Bittensor $TAO is starting to look less like a standalone play and more like the control layer in the same stack where #Render and #Qubic operate. $RENDER and #Qubic are both fighting over who provides the horsepower: $RENDER aggregates #GPU supply and already plugs directly into real AI/render demand. {spot}(RENDERUSDT) #Qubic is experimenting with extreme throughput and a mining model tied to useful compute {spot}(TAOUSDT)
Bittensor $TAO is starting to look less like a standalone play and more like the control layer in the same stack where #Render and #Qubic operate.

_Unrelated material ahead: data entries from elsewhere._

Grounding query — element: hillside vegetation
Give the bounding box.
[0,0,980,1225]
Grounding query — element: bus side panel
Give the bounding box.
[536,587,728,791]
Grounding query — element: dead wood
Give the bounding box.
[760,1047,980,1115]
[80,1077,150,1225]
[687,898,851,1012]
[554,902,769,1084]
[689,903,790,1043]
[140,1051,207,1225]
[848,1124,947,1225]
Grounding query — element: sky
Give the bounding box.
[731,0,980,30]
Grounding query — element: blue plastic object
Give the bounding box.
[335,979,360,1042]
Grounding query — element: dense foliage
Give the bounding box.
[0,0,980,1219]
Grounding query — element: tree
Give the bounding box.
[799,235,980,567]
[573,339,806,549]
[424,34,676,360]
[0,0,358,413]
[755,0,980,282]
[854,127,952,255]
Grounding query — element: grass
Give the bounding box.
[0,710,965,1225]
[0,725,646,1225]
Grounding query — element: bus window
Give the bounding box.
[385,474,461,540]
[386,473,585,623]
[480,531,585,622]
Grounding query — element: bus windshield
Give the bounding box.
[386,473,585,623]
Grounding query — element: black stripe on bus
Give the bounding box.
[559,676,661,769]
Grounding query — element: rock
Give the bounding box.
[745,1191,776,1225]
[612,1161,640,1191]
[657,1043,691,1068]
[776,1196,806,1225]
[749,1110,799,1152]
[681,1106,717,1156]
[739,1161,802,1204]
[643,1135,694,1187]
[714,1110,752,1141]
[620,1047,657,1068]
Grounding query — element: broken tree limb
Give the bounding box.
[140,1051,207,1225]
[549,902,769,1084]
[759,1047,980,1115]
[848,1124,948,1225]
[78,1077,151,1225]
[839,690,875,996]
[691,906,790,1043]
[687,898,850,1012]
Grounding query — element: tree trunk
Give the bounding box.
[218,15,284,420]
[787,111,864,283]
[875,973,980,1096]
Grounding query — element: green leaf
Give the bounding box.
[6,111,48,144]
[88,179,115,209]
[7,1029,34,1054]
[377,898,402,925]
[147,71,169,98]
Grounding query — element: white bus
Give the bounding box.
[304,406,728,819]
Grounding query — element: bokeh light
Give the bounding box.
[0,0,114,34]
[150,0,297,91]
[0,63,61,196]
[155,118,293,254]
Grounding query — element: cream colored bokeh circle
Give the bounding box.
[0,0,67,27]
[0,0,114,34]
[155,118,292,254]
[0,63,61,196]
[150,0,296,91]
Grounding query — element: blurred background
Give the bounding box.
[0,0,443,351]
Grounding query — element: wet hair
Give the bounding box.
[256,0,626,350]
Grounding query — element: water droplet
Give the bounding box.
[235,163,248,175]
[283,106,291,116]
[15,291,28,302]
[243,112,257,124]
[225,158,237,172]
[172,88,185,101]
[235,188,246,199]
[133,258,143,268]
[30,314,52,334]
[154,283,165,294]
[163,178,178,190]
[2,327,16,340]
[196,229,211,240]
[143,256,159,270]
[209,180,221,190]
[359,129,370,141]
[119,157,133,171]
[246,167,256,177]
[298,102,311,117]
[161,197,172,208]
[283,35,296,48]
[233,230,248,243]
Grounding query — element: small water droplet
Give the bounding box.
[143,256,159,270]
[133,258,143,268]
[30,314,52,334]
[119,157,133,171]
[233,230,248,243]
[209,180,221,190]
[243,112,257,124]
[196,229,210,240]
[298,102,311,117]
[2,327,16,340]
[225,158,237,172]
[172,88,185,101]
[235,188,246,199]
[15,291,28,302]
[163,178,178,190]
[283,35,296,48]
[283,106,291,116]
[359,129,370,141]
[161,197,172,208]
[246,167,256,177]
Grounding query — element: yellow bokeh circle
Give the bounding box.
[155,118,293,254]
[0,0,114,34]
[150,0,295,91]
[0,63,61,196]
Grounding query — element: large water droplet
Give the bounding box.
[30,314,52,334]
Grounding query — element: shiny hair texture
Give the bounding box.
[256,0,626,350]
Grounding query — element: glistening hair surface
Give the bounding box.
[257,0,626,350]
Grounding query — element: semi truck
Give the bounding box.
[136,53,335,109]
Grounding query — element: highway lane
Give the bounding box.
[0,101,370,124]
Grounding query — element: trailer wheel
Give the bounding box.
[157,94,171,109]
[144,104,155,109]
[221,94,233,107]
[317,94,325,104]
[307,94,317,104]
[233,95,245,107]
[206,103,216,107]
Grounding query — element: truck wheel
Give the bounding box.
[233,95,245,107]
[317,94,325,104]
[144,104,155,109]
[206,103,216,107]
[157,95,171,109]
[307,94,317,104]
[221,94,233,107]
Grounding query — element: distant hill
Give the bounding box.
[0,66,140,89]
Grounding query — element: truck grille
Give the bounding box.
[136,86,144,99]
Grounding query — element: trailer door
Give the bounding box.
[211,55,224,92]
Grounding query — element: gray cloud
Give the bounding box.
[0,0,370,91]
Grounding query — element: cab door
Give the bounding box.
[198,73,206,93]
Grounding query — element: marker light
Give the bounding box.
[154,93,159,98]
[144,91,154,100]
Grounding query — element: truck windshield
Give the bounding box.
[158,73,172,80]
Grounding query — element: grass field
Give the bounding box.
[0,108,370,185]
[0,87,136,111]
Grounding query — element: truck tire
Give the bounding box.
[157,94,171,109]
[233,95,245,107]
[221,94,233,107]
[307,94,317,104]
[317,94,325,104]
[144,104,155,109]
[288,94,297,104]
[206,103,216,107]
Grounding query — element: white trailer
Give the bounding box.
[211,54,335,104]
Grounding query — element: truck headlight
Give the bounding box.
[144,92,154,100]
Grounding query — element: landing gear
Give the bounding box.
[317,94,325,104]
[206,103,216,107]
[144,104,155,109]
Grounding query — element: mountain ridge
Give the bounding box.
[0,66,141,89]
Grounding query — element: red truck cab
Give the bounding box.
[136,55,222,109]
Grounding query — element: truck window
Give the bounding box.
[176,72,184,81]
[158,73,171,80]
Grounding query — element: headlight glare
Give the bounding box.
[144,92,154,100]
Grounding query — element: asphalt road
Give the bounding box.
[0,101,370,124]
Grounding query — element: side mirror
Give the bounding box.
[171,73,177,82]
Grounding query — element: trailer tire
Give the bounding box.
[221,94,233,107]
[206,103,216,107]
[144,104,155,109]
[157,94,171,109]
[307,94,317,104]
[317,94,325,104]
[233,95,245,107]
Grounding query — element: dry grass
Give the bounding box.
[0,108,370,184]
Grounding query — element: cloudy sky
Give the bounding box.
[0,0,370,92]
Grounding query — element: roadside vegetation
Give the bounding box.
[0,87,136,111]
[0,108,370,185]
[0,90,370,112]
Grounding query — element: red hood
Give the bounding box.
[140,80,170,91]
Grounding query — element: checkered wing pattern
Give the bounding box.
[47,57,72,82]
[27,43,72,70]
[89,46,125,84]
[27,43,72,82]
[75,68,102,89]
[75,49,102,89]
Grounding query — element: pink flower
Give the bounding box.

$RENDER and #Qubic are both fighting over who provides the horsepower:

$RENDER aggregates #GPU supply and already plugs directly into real AI/render demand.

#Qubic is experimenting with extreme throughput and a mining model tied to useful compute
Bittensor $TAO is starting to look less like a standalone play and more like the control layer in the same stack where #Render and #Qubic operate. #Render and #Qubic are both fighting over who provides the horsepower: Render aggregates #GPU supply and already plugs directly into real AI/render demand. #Qubic is experimenting with extreme throughput and a mining model tied to useful compute $RENDER {future}(RENDERUSDT) $NEAR {future}(NEARUSDT)
Bittensor $TAO is starting to look less like a standalone play and more like the control layer in the same stack where #Render and #Qubic operate.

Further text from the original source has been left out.